Mia madre è stata colei che, inconsapevolmente, mi ha trasmesso la passione per la fotografia. Con la sua compattina a rullino fotografava tutto. Ovunque. Il primo amore però fu un altro: ricordo ancora di quando al McDonalds fecero un concorso a premi, in palio c’era una Sony touch. La desideravo, per me era il massimo! Benché all’ora praticavo nuoto agonistico, non mi importava di quanti Cheeseburger e Big Mac avrei dovuto mangiare. Dovevo vincerla a tutti i costi! Poi in realtà non vinsi nulla, quella Sony mi fu regalata per il mio compleanno! Fotografo da più di dieci anni, ho avuto varie macchine di gran lunga superiori, ma lei rimane sempre il mio primo amore, tutt’ora la conservo e chissà un giorno potrei farla funzionare! 

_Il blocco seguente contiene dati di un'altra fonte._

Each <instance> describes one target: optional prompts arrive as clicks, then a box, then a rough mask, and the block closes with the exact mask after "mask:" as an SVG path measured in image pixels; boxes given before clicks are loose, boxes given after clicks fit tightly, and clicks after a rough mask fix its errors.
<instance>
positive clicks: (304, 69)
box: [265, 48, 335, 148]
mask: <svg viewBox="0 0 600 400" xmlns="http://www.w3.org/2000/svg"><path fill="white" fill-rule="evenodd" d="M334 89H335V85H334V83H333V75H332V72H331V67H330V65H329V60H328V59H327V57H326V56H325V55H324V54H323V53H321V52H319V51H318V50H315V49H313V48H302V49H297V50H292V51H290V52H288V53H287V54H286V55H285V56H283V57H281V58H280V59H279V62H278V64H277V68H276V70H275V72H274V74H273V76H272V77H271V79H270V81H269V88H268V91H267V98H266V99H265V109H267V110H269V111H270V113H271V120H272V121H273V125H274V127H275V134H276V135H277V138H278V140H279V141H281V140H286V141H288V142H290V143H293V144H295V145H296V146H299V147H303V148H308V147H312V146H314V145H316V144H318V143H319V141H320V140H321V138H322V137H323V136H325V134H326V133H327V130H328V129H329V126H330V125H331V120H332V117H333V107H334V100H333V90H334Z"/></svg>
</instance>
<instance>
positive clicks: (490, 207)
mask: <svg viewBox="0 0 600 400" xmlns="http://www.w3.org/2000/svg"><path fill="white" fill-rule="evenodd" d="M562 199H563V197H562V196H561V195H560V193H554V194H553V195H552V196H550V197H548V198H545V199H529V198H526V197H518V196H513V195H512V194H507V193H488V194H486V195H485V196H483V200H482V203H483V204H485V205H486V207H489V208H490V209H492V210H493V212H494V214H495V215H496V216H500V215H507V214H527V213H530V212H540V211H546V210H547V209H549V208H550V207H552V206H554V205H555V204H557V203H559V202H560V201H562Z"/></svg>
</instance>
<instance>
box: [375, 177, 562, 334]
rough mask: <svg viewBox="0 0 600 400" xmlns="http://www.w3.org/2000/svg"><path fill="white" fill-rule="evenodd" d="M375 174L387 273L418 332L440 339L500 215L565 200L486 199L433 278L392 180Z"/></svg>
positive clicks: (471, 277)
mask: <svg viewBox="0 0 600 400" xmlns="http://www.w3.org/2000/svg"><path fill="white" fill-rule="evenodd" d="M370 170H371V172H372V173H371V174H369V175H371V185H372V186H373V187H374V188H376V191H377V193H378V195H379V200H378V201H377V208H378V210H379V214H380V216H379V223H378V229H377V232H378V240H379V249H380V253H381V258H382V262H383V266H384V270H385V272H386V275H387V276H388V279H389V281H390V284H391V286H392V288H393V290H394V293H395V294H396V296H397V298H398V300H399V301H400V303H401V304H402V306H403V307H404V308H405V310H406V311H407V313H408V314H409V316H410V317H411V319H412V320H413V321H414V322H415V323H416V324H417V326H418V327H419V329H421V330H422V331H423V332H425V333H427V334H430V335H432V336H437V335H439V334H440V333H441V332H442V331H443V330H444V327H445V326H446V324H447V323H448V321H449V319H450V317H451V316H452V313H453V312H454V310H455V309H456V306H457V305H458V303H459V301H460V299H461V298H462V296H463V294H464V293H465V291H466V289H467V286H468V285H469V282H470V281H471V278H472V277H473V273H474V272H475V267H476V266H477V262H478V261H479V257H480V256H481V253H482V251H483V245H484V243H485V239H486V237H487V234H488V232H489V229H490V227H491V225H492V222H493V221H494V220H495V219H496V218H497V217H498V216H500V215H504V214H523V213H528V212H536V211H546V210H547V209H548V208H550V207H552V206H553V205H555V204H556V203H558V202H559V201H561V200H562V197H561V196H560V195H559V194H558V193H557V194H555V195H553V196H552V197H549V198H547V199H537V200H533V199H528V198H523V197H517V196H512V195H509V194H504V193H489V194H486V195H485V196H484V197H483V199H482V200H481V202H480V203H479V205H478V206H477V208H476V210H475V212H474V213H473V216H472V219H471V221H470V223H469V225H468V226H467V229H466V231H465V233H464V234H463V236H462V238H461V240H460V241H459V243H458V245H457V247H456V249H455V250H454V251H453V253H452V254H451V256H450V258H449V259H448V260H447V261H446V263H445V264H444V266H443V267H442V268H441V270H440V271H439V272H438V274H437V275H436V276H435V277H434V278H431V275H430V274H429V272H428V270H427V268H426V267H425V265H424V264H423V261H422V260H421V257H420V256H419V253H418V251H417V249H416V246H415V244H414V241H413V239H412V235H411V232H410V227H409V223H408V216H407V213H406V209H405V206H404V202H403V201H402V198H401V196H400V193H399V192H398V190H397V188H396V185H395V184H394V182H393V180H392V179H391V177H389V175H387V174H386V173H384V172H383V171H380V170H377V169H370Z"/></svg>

Ho iniziato a fotografare paesaggi, per me era più semplice aver a che fare con situazioni di parziale immobilità. Ho sperimentato tanto questo genere. Più tardi ho iniziato ad introdurre all’interno dei miei scenari delle “micro persone”, avvicinandomi così a uno dei generi che più mi appartiene, la Street Photography. Mi affascina la sua imprevedibilità, osservare la naturalezza dei luoghi, l’autenticità delle interazioni sociali, poter catturare soggetti in situazioni reali e spontanee. La fotografia di reportage è soprattutto il racconto di una storia, esattamente come scrivere un libro o realizzare una sceneggiatura. Io non scrivo libri, non sarei in grado, ma racconto tante storie, di luoghi, di persone, di viaggi.

Produco servizi fotografici per matrimoni ed eventi, collaboro con event planners e alcune agenzie di comunicazione. Realizzo fotografia commerciale, Still Life, Interior e Food Photography per aziende, artigiani e artisti. Inoltre, da un paio di anni, mi occupo di videomaking, mi appassiona molto. Ho realizzato alcuni video clip musicali, mini spot pubblicitari, video istituzionali e di prodotto.